Sunday, May 15, 2011

My Love/Hate Relationship with ITunes and Youtube

I love Itunes and youtube.  Sorta.  I think they are both great.   I love that I can carry my little ipod and have my entire CD collection on one small device.  It's great how I can make a playlists and make CD's for students. I love how easy it is for me to listen to a concert that I have downloaded and listen to it as I walk the dog or do the dishes. On youtube I love how I can see tons of videos of great players like Timofei Dokshizer and Maurice Andre that I was never able to see before the existence of youtube.  I have see concerts of all types, free of charge, anytime I want.

So why the hate?

Because they are easy to access.  And because they are easy to access we, and especially students, take them for granted.  Thanks to Itunes the trip to Tower Records to find the latest release, or a hidden gem is gone.  So are the little things like how really cool cover art or a great photo give some kind of mystique to the recording you are listening to.  As to the latter point I can think of a great picture on the album cover of Richard Strauss's Alpine Symphony with Herbert Von Karajan conducting the Berlin Philharmonic of the sunrise behind the snowy Alps or the painting of the siege of Leningrad on the cover of the great Leonard Bernstein/Chicago Symphony Orchestra recording of Shostakovich Symphonies 1 and 7. Both of these album covers gave me a firm extra musical idea that made the recording even more meaningful.
When I used to take a long trip I would carefully pick a few CD's to listen to.  Because I could only take so many I would listen to the same recordings over and over.  This repetition firmly put the sounds from these recordings in my head.  With the Ipod I am less likely to listen with as much repetition because I have so many choices.
Also listening is less of an event.  We pay less attention to what we listen to because it is so easy to have music constantly playing.  Of course live music will always be the best way to absorb music but in the age of CD's, cassettes and records it took more effort to change what you were listening to.  Now with the Ipod just scroll with your fingers and you have made a switch. 
And youtube?
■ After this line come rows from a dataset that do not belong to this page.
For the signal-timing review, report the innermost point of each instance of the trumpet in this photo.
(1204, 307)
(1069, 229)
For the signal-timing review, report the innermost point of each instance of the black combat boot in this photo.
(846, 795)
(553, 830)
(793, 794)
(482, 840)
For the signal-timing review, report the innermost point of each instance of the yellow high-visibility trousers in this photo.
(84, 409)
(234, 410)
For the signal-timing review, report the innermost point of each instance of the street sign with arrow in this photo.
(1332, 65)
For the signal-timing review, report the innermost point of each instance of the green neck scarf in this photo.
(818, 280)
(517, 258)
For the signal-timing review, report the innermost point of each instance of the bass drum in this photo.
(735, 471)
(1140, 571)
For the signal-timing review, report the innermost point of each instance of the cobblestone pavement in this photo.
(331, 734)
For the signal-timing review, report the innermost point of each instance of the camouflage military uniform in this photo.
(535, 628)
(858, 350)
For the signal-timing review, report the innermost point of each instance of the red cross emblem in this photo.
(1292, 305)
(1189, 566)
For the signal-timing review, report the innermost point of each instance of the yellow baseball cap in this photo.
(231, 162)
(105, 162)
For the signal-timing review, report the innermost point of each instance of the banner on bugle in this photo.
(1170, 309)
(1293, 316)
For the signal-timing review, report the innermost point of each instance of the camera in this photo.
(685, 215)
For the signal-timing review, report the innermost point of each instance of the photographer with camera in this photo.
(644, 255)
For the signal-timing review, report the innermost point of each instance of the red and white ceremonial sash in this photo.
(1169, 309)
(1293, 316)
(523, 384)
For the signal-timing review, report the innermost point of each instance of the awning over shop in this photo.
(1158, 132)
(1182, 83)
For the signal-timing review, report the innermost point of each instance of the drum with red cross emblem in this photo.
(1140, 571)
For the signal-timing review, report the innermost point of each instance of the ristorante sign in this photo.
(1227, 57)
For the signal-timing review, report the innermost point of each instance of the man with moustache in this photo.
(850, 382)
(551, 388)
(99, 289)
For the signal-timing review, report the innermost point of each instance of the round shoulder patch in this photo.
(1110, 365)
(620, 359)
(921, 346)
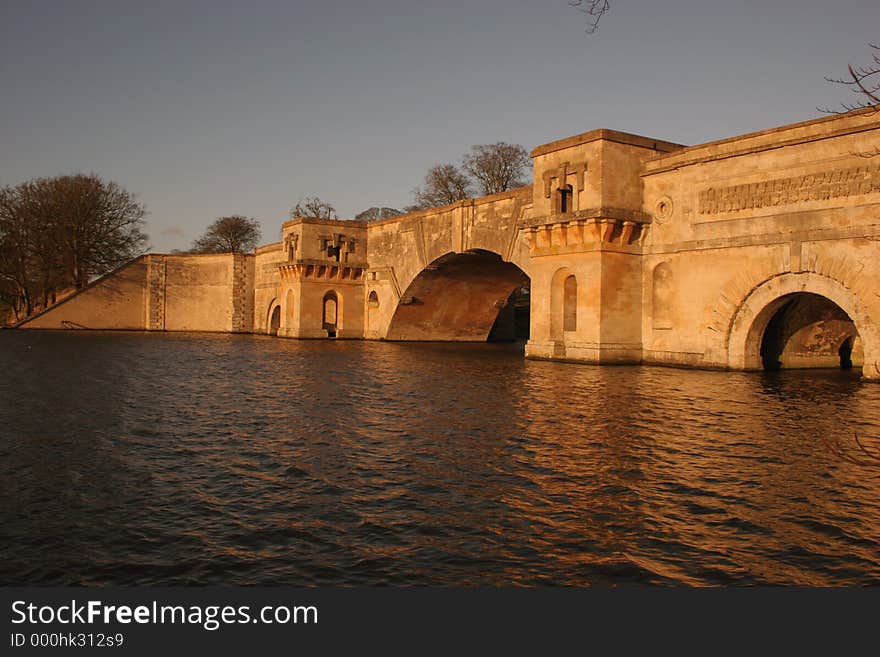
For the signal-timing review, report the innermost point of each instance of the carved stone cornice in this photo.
(322, 270)
(586, 230)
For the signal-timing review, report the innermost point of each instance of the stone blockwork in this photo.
(757, 251)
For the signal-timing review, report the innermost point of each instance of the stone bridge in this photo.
(759, 251)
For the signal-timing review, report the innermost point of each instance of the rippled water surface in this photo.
(132, 458)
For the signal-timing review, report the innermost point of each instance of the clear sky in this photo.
(205, 109)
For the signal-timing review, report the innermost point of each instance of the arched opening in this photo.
(566, 199)
(290, 314)
(569, 304)
(746, 345)
(473, 296)
(330, 314)
(563, 304)
(805, 330)
(662, 297)
(275, 321)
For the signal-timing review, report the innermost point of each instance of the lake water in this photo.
(167, 459)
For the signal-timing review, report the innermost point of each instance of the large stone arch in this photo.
(456, 298)
(763, 301)
(274, 317)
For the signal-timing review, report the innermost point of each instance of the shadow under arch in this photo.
(774, 311)
(473, 296)
(273, 322)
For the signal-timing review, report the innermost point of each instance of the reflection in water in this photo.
(219, 459)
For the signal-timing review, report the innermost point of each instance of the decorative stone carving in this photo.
(821, 186)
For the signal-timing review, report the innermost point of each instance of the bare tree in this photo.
(444, 184)
(376, 213)
(232, 234)
(497, 167)
(864, 81)
(313, 207)
(57, 233)
(595, 9)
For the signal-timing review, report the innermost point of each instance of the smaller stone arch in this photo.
(331, 313)
(662, 297)
(290, 308)
(764, 301)
(563, 303)
(274, 322)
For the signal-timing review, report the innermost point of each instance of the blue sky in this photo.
(205, 109)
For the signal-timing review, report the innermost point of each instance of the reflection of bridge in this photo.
(756, 251)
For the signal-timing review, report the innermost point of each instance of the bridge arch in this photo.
(331, 312)
(472, 296)
(818, 307)
(289, 310)
(563, 303)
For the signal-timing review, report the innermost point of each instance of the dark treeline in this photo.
(57, 234)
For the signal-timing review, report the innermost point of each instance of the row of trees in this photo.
(486, 169)
(58, 234)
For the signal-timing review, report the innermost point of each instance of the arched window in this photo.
(566, 199)
(289, 309)
(569, 304)
(330, 315)
(662, 297)
(275, 321)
When I ask a student to listen to a particular piece they are more likely to find what the youtube search engine comes up with rather than the ensemble or soloist I am trying to get them to listen to.  The importance of the quality of the performance and the quality of the performer becomes less important.  I have even had students, after some small form of the Spanish Inquisition, confess that they listened to some other students senior recital at Middle of Nowhere Music Technical College as their reference for a piece.  Did this happen with CD's before?  Of course it did.  But not as much.  Bad recordings were a bit harder to find in comparison to the amount that you can now easily find on the web.